Browser Neural Network

Try it out here: https://train-your-own-neural-network.vercel.app/

This web tool allows you to manually train a neural network to perform binary classification on two distinct hand-drawn characters (e.g. X and O).

It serves as a powerful learning tool for anyone getting started with deep learning, providing an almost tactile lesson on the inner workings of a neural network.
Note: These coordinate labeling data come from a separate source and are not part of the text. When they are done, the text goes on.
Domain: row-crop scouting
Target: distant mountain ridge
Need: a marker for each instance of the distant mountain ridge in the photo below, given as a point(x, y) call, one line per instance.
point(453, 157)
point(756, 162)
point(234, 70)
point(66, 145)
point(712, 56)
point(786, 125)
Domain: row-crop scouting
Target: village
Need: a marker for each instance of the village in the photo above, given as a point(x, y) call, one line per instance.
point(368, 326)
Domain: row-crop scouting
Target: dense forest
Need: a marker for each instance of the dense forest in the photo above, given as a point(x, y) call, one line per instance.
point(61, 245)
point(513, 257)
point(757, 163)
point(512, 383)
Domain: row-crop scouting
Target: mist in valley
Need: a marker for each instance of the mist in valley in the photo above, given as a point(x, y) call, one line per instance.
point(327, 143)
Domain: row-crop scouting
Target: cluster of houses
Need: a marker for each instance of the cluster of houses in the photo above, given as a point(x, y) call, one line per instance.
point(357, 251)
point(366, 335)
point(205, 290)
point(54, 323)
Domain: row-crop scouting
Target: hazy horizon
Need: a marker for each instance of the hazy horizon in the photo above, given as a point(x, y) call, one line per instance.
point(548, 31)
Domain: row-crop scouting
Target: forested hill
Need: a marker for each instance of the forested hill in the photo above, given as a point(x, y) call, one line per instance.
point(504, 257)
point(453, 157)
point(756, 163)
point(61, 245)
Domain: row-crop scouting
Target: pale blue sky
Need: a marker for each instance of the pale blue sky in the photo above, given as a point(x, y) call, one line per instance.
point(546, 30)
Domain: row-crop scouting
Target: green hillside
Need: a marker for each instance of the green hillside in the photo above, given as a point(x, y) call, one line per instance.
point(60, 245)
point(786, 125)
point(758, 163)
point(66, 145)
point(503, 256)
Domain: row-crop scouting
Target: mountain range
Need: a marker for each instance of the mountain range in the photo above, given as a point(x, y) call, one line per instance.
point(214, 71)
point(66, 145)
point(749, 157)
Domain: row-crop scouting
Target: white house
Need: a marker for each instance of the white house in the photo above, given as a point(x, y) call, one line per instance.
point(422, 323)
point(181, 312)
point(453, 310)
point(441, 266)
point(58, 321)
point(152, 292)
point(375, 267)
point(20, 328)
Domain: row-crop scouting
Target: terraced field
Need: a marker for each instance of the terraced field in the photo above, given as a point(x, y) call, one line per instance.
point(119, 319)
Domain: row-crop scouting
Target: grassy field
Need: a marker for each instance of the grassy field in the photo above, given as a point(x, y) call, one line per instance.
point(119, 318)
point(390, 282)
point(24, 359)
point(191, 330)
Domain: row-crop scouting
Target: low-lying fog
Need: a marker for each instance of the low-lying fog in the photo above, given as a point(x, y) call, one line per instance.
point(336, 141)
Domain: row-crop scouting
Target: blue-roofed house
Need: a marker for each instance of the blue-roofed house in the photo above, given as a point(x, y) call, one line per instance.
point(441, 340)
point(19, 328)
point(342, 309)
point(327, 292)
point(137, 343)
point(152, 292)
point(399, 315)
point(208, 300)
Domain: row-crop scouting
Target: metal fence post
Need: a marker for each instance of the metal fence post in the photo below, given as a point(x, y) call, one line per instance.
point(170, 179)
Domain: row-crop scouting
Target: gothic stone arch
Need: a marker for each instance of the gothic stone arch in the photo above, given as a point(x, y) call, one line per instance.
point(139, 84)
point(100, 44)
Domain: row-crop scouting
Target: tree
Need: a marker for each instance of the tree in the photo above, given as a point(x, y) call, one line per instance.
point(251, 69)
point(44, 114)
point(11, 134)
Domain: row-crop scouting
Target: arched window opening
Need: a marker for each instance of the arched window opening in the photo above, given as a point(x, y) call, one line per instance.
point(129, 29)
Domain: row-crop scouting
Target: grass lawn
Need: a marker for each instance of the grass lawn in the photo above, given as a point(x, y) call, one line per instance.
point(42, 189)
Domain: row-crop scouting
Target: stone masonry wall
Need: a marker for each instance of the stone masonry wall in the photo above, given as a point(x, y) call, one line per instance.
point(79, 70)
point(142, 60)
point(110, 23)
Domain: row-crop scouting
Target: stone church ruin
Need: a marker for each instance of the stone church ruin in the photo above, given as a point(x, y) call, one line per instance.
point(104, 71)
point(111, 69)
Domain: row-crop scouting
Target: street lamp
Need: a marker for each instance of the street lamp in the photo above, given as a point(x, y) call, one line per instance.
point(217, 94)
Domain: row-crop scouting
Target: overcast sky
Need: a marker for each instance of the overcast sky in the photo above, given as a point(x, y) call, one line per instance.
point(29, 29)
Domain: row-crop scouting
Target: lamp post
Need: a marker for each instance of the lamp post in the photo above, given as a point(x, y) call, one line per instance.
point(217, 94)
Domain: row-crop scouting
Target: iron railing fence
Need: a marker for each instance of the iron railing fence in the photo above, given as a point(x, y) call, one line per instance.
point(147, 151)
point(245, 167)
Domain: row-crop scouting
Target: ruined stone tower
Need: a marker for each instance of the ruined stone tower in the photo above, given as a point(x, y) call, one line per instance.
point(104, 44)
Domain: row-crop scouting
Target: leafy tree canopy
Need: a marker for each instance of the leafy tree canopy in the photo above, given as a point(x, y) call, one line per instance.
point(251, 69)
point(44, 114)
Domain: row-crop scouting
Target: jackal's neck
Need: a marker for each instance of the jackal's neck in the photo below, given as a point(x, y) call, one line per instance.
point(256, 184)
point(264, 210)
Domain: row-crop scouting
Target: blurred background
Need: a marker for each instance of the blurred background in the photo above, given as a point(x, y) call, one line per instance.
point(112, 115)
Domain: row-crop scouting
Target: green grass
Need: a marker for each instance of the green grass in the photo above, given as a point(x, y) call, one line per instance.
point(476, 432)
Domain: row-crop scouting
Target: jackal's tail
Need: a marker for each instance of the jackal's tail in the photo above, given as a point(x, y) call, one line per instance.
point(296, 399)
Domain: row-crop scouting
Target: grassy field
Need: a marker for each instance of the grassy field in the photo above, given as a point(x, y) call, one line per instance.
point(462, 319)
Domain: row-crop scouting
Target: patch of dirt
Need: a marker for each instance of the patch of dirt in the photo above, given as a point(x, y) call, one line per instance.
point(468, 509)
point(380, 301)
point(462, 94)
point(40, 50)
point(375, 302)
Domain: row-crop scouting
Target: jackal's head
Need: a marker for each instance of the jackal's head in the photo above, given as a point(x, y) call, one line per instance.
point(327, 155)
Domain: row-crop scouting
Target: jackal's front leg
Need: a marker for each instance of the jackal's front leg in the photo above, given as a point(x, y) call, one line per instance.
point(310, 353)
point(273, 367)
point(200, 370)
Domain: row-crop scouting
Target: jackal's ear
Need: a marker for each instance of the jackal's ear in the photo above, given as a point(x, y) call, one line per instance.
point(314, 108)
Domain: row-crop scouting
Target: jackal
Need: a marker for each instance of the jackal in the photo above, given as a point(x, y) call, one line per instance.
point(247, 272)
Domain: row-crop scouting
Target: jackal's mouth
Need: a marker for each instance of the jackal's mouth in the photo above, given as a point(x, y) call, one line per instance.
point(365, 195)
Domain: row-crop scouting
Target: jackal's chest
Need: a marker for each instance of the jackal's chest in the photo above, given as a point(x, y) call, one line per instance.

What makes this app so cool is that:

1. It runs in the browser — no need to install or code anything
2. It’s trained entirely by your inputs — no prior training (e.g. MNIST dataset)
3. You can actually see the neural network learning in the visualiser

I admit, it is not the most intuitive tool in the world. So I’ve done my best to explain how it works below.

Before and After

When you first load the tool it will look like this:

If you draw an X or O in the white square (top left), you’ll see no discernable difference in the prediction probabilities:

This is because right now all the weights and biases in our neural network are random.

Now lets look at the visualiser (bottom left) that displays the architecture of our neural network and weights of each connection:

Notice that the connecting lines are very dim. They will become brighter as the model learns patterns in the input data and the weights become stronger.

After training:

Once your model is trained, it’ll be able to correctly classify Xs and Os with a high degree of accuracy:

And your visualiser should look something like this (with bright lines representing the weights of each connection):

So, how do we get from A to B?

How to train the model

Briefly, this is the sequence you repeat to train the model:

1. Look at the character on the mode button (X or O)
2. Draw that character in the white square
3. Click the Train button
4. Click the Mode button to switch characters
5. Repeat from step 1

The model uses stochastic gradient descent meaning it trains the model one sample at a time (rather than on an entire dataset or in batches).

So every time you click train you should see the prediction probabilities and visualiser change as the weights and biases in the model are adjusted.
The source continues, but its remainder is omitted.